Бомба, когда влупила в районе танка… Мы в яме со вторым номером сидели, нам повезло, что мы, когда копали бруствер, выкопали такую яму. Я не знаю, сколько она была… на двести пятьдесят она была в глубину или сколько. Но взрыв был такой, что нас в этой яме огромной изнутри подняло метра на два и опустило. Повезло, что в яме были. Прошло это все, нас засыпало, и все. Крошили: вертушки крошили, дроны крошили. Дроны лупили так четко, что в соседний расчет АГСа четко ракета попала.
В общем, они использовали на нас высокоточные боеприпасы, это однозначно, потому что промахов фактически не было. Било все четко: артиллерия била, видимо, с базы их, где-то у них база была рядом, тоже высокоточными боеприпасами били.
Там здание стояло небольшое, там, куда мы отошли, на том опорнике… И почему-то получилось так, что остатки сирийцев и наших ребят к этому домику [подошли]. Ну, автоматически ищешь, где укрыться… к этому домику, а там еще небольшие окопчики были неглубокие. Они – туда. Тут две вертушки как раз зашли, и они сразу отработали туда, где больше людей. Начали ракетами туда отрабатывать и уничтожили там всех полностью. Мы от них метрах в двадцати, наверное, были. А мы – это я, мой второй номер и паренек один молоденький, Макар. Мы в стороне остались, возле бруствера. И там камыша такой кусок небольшой.
И я им кричу, я-то знаю эту штуку, авиацию, я попадал под нее. Я им кричу: «Пацаны, вертушки! Вразбежку! Вразбежку!» При авиации главное – разбежаться подальше, потому что пилот не будет стрелять по одиночке. Он будет выбирать цели массовые, у него боеприпасы не вечные. Но как я ни кричал им «Вразбежку», а все равно страх и адреналин свое берет.
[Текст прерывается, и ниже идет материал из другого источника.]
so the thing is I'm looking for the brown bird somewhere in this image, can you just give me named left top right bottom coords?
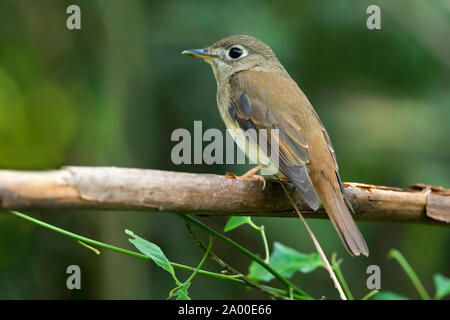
left=183, top=35, right=368, bottom=256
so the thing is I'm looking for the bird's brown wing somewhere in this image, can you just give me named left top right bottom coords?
left=310, top=108, right=354, bottom=212
left=228, top=71, right=321, bottom=210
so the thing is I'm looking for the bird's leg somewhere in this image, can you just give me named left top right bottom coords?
left=243, top=164, right=266, bottom=189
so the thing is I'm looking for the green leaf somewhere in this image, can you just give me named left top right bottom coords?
left=433, top=274, right=450, bottom=300
left=125, top=229, right=177, bottom=281
left=248, top=242, right=323, bottom=282
left=372, top=291, right=409, bottom=300
left=171, top=282, right=191, bottom=300
left=224, top=216, right=252, bottom=232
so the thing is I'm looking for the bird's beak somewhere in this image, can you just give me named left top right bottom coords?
left=182, top=48, right=215, bottom=61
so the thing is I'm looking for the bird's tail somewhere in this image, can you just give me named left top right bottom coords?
left=316, top=179, right=369, bottom=257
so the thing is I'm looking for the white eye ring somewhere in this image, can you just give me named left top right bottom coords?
left=227, top=45, right=247, bottom=60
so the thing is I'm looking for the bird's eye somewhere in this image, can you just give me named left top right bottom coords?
left=228, top=47, right=243, bottom=59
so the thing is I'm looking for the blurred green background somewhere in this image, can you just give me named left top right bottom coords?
left=0, top=0, right=449, bottom=299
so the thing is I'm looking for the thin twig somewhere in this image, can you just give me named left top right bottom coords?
left=278, top=180, right=347, bottom=300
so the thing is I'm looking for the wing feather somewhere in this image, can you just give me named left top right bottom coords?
left=229, top=72, right=321, bottom=210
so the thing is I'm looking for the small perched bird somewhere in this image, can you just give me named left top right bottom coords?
left=183, top=35, right=368, bottom=256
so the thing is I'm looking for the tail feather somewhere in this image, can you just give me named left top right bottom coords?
left=331, top=193, right=369, bottom=256
left=317, top=180, right=369, bottom=257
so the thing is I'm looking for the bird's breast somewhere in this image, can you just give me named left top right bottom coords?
left=216, top=81, right=278, bottom=174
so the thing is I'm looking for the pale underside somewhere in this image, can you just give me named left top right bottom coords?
left=226, top=124, right=280, bottom=176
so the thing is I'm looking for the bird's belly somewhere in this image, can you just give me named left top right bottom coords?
left=225, top=119, right=279, bottom=175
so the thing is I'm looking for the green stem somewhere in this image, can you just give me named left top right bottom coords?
left=78, top=240, right=100, bottom=255
left=185, top=236, right=214, bottom=284
left=361, top=289, right=379, bottom=300
left=248, top=220, right=270, bottom=263
left=331, top=253, right=354, bottom=300
left=9, top=210, right=308, bottom=299
left=388, top=249, right=431, bottom=300
left=178, top=214, right=311, bottom=299
left=259, top=226, right=270, bottom=264
left=10, top=210, right=145, bottom=258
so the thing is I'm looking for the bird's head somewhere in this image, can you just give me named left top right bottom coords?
left=182, top=35, right=286, bottom=84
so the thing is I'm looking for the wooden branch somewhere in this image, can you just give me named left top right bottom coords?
left=0, top=166, right=448, bottom=225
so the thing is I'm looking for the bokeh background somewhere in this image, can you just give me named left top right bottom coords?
left=0, top=0, right=449, bottom=299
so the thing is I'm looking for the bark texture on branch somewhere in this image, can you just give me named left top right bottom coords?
left=0, top=166, right=448, bottom=225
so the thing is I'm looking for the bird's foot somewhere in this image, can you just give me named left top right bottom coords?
left=241, top=164, right=264, bottom=178
left=225, top=165, right=266, bottom=190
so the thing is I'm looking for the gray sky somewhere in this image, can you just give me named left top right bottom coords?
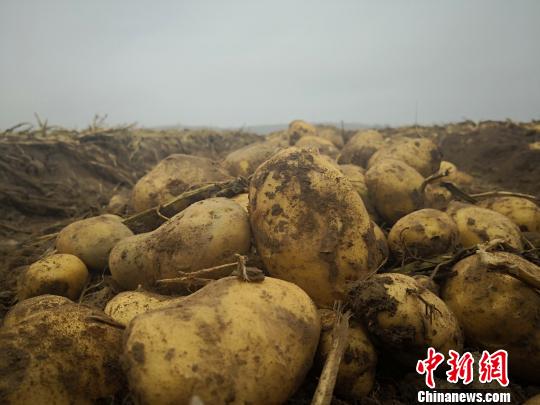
left=1, top=0, right=539, bottom=129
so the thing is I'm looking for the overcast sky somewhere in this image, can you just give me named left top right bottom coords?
left=1, top=0, right=539, bottom=129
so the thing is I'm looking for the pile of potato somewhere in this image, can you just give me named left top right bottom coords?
left=2, top=119, right=539, bottom=404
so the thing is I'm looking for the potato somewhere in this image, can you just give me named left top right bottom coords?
left=339, top=164, right=378, bottom=221
left=17, top=253, right=88, bottom=301
left=423, top=183, right=453, bottom=210
left=368, top=137, right=441, bottom=177
left=446, top=202, right=524, bottom=250
left=349, top=273, right=463, bottom=366
left=110, top=197, right=251, bottom=290
left=131, top=154, right=232, bottom=212
left=107, top=188, right=131, bottom=215
left=56, top=214, right=133, bottom=271
left=231, top=192, right=249, bottom=212
left=295, top=135, right=339, bottom=159
left=123, top=276, right=320, bottom=405
left=317, top=309, right=377, bottom=399
left=287, top=119, right=317, bottom=144
left=338, top=130, right=384, bottom=167
left=105, top=290, right=178, bottom=326
left=372, top=222, right=389, bottom=267
left=413, top=275, right=440, bottom=295
left=441, top=252, right=540, bottom=382
left=316, top=126, right=344, bottom=148
left=3, top=294, right=72, bottom=328
left=477, top=196, right=540, bottom=232
left=365, top=159, right=424, bottom=224
left=388, top=209, right=459, bottom=259
left=223, top=140, right=282, bottom=177
left=0, top=301, right=124, bottom=404
left=438, top=161, right=473, bottom=187
left=249, top=147, right=382, bottom=307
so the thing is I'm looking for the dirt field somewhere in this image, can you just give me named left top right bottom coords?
left=0, top=120, right=538, bottom=404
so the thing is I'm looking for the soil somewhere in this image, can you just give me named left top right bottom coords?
left=0, top=120, right=539, bottom=404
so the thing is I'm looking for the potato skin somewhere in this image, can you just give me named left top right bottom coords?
left=365, top=159, right=424, bottom=224
left=123, top=276, right=321, bottom=405
left=317, top=309, right=377, bottom=399
left=288, top=119, right=318, bottom=144
left=446, top=202, right=524, bottom=250
left=338, top=130, right=384, bottom=167
left=110, top=197, right=251, bottom=290
left=249, top=148, right=381, bottom=307
left=223, top=141, right=282, bottom=177
left=104, top=290, right=178, bottom=326
left=477, top=196, right=540, bottom=232
left=230, top=192, right=249, bottom=212
left=349, top=273, right=463, bottom=366
left=0, top=302, right=124, bottom=404
left=131, top=154, right=232, bottom=212
left=368, top=137, right=442, bottom=177
left=441, top=252, right=540, bottom=382
left=388, top=209, right=459, bottom=259
left=17, top=253, right=88, bottom=301
left=56, top=214, right=133, bottom=271
left=3, top=294, right=72, bottom=328
left=295, top=136, right=339, bottom=159
left=339, top=164, right=379, bottom=221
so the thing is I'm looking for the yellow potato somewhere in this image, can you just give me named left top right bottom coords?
left=249, top=147, right=382, bottom=307
left=56, top=214, right=133, bottom=271
left=339, top=164, right=378, bottom=221
left=316, top=126, right=344, bottom=148
left=295, top=135, right=340, bottom=160
left=17, top=253, right=88, bottom=301
left=446, top=202, right=523, bottom=250
left=423, top=183, right=453, bottom=210
left=223, top=140, right=282, bottom=177
left=372, top=221, right=389, bottom=267
left=123, top=276, right=320, bottom=405
left=338, top=130, right=384, bottom=167
left=231, top=192, right=249, bottom=212
left=477, top=196, right=540, bottom=232
left=131, top=154, right=232, bottom=212
left=287, top=119, right=317, bottom=144
left=317, top=309, right=377, bottom=399
left=3, top=294, right=72, bottom=328
left=365, top=159, right=424, bottom=224
left=368, top=137, right=441, bottom=177
left=438, top=161, right=473, bottom=187
left=0, top=301, right=124, bottom=404
left=349, top=273, right=463, bottom=366
left=441, top=252, right=540, bottom=383
left=110, top=197, right=251, bottom=290
left=388, top=209, right=459, bottom=259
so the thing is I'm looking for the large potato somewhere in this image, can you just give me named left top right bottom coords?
left=17, top=253, right=88, bottom=301
left=0, top=300, right=124, bottom=404
left=365, top=159, right=424, bottom=224
left=477, top=196, right=540, bottom=232
left=317, top=309, right=377, bottom=399
left=349, top=273, right=463, bottom=366
left=388, top=209, right=459, bottom=259
left=123, top=276, right=320, bottom=405
left=56, top=214, right=133, bottom=271
left=441, top=252, right=540, bottom=382
left=446, top=202, right=524, bottom=250
left=339, top=164, right=378, bottom=221
left=110, top=197, right=251, bottom=290
left=287, top=119, right=317, bottom=144
left=249, top=147, right=382, bottom=307
left=368, top=137, right=441, bottom=177
left=223, top=140, right=282, bottom=177
left=338, top=130, right=384, bottom=167
left=295, top=135, right=339, bottom=159
left=131, top=154, right=232, bottom=212
left=3, top=294, right=72, bottom=328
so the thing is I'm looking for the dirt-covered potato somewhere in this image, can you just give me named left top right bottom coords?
left=295, top=135, right=339, bottom=159
left=317, top=309, right=377, bottom=399
left=3, top=294, right=72, bottom=328
left=287, top=119, right=317, bottom=144
left=110, top=197, right=251, bottom=290
left=223, top=140, right=282, bottom=177
left=477, top=196, right=540, bottom=232
left=423, top=183, right=454, bottom=210
left=249, top=148, right=382, bottom=307
left=365, top=159, right=424, bottom=224
left=349, top=273, right=463, bottom=366
left=17, top=253, right=88, bottom=301
left=338, top=130, right=384, bottom=167
left=438, top=161, right=473, bottom=187
left=105, top=290, right=178, bottom=326
left=56, top=214, right=134, bottom=271
left=388, top=209, right=459, bottom=259
left=372, top=222, right=389, bottom=267
left=446, top=202, right=524, bottom=250
left=231, top=192, right=249, bottom=212
left=0, top=301, right=124, bottom=404
left=316, top=126, right=344, bottom=148
left=339, top=164, right=378, bottom=221
left=441, top=252, right=540, bottom=382
left=131, top=154, right=232, bottom=212
left=123, top=276, right=320, bottom=405
left=368, top=137, right=442, bottom=177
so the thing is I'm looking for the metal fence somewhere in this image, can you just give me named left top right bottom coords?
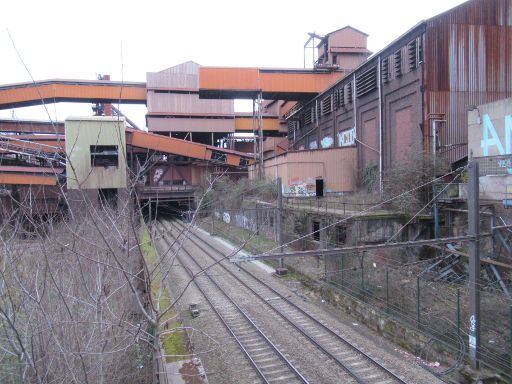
left=283, top=197, right=392, bottom=215
left=325, top=251, right=512, bottom=379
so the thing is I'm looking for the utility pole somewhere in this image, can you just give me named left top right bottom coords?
left=258, top=92, right=264, bottom=178
left=468, top=160, right=480, bottom=369
left=252, top=98, right=258, bottom=177
left=277, top=177, right=283, bottom=268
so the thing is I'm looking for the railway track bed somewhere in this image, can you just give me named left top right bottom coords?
left=153, top=218, right=444, bottom=384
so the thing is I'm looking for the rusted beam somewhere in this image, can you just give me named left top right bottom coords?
left=0, top=79, right=147, bottom=110
left=226, top=154, right=240, bottom=167
left=0, top=119, right=65, bottom=134
left=235, top=116, right=280, bottom=131
left=0, top=139, right=65, bottom=154
left=126, top=129, right=212, bottom=161
left=0, top=125, right=250, bottom=167
left=0, top=173, right=58, bottom=185
left=199, top=67, right=344, bottom=100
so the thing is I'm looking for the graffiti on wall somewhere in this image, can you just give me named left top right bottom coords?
left=467, top=99, right=512, bottom=201
left=338, top=127, right=356, bottom=147
left=153, top=168, right=164, bottom=184
left=480, top=114, right=512, bottom=157
left=234, top=213, right=255, bottom=231
left=469, top=105, right=512, bottom=174
left=285, top=177, right=316, bottom=196
left=321, top=136, right=334, bottom=148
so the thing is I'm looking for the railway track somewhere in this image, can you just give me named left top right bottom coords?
left=154, top=221, right=309, bottom=384
left=161, top=218, right=412, bottom=384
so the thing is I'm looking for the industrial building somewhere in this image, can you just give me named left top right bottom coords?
left=244, top=0, right=512, bottom=196
left=0, top=0, right=511, bottom=203
left=0, top=1, right=512, bottom=381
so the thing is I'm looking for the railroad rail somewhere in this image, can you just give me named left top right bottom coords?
left=154, top=220, right=309, bottom=384
left=164, top=218, right=412, bottom=384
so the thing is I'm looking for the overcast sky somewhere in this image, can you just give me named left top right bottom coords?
left=0, top=0, right=467, bottom=128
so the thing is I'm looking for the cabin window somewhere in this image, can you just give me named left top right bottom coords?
left=90, top=145, right=118, bottom=167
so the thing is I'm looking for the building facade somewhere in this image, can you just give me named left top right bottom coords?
left=146, top=61, right=235, bottom=146
left=281, top=0, right=512, bottom=194
left=316, top=26, right=372, bottom=70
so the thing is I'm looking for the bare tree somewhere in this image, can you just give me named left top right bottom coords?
left=0, top=188, right=155, bottom=383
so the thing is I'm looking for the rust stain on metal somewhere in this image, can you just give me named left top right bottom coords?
left=127, top=130, right=210, bottom=160
left=226, top=154, right=240, bottom=166
left=199, top=67, right=260, bottom=91
left=0, top=80, right=147, bottom=110
left=199, top=67, right=343, bottom=98
left=259, top=71, right=342, bottom=94
left=234, top=116, right=280, bottom=131
left=424, top=0, right=512, bottom=163
left=0, top=119, right=65, bottom=134
left=0, top=173, right=58, bottom=185
left=0, top=166, right=64, bottom=174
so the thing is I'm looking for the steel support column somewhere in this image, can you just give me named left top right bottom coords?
left=468, top=160, right=480, bottom=369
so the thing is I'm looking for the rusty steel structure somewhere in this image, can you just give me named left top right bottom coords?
left=0, top=118, right=253, bottom=216
left=199, top=67, right=344, bottom=100
left=0, top=119, right=65, bottom=134
left=0, top=79, right=147, bottom=109
left=0, top=128, right=251, bottom=172
left=258, top=0, right=512, bottom=194
left=1, top=0, right=510, bottom=201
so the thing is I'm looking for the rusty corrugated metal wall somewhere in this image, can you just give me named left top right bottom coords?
left=425, top=0, right=512, bottom=163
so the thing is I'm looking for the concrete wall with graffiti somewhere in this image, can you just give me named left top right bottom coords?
left=215, top=203, right=277, bottom=239
left=468, top=97, right=512, bottom=201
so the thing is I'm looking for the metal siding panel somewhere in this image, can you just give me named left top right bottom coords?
left=147, top=117, right=235, bottom=133
left=147, top=92, right=234, bottom=115
left=328, top=28, right=367, bottom=50
left=234, top=117, right=280, bottom=131
left=200, top=67, right=260, bottom=90
left=199, top=67, right=344, bottom=96
left=259, top=72, right=343, bottom=94
left=262, top=147, right=357, bottom=193
left=65, top=117, right=128, bottom=190
left=425, top=0, right=512, bottom=164
left=147, top=62, right=200, bottom=89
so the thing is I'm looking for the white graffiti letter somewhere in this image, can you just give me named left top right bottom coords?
left=481, top=114, right=505, bottom=156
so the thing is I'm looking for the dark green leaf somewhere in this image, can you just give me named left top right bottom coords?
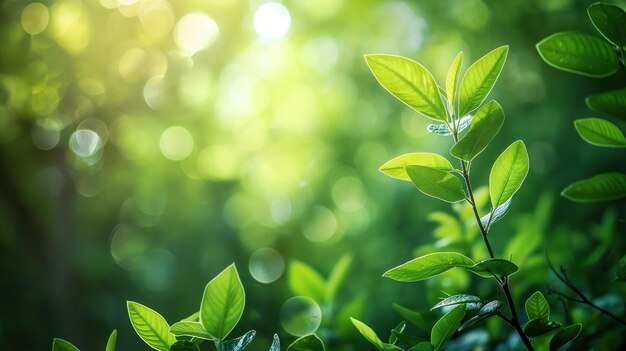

Вот мы оказались лежать в этом камыше один рядом с другим. Я в середине оказался, мой второй номер – здесь, справа, а Макарка – слева от меня. Вот две вертушки отработали там, влупили. У одной кончился БК, она развернулась и начала уходить, а другая зависла, висит. Я пацанам говорю: «Пацаны, тихо!» – как будто услышать нас он может (смеется). – «Пацаны, тихо, по-моему, он нас не заметил».
И вот как только я это сказал, он раз – и начал хвостом разворачиваться. Ну, боком так: вж-ж-ж-ж-ж. Невысоко. Они уже понимали тогда прекрасно, что нечем нам с ними взаимодействовать, поэтому они обнаглели, просто уже обнаглели. Он развернулся и встал над нами. Я говорю: «Ну все, пацаны, прощайте». И все, и в этот момент он прямо по нашим спинам с пушки… Очередь длинную с пушки прямо по нашим спинам и прошла… Так вот прямо по спинам прошла очередь: дэм, дэм, дэм, бум-бэм, ба-бах. И мне сразу как кувалдой, такое ощущение, как будто бы по ноге и по руке как кувалдой влупили!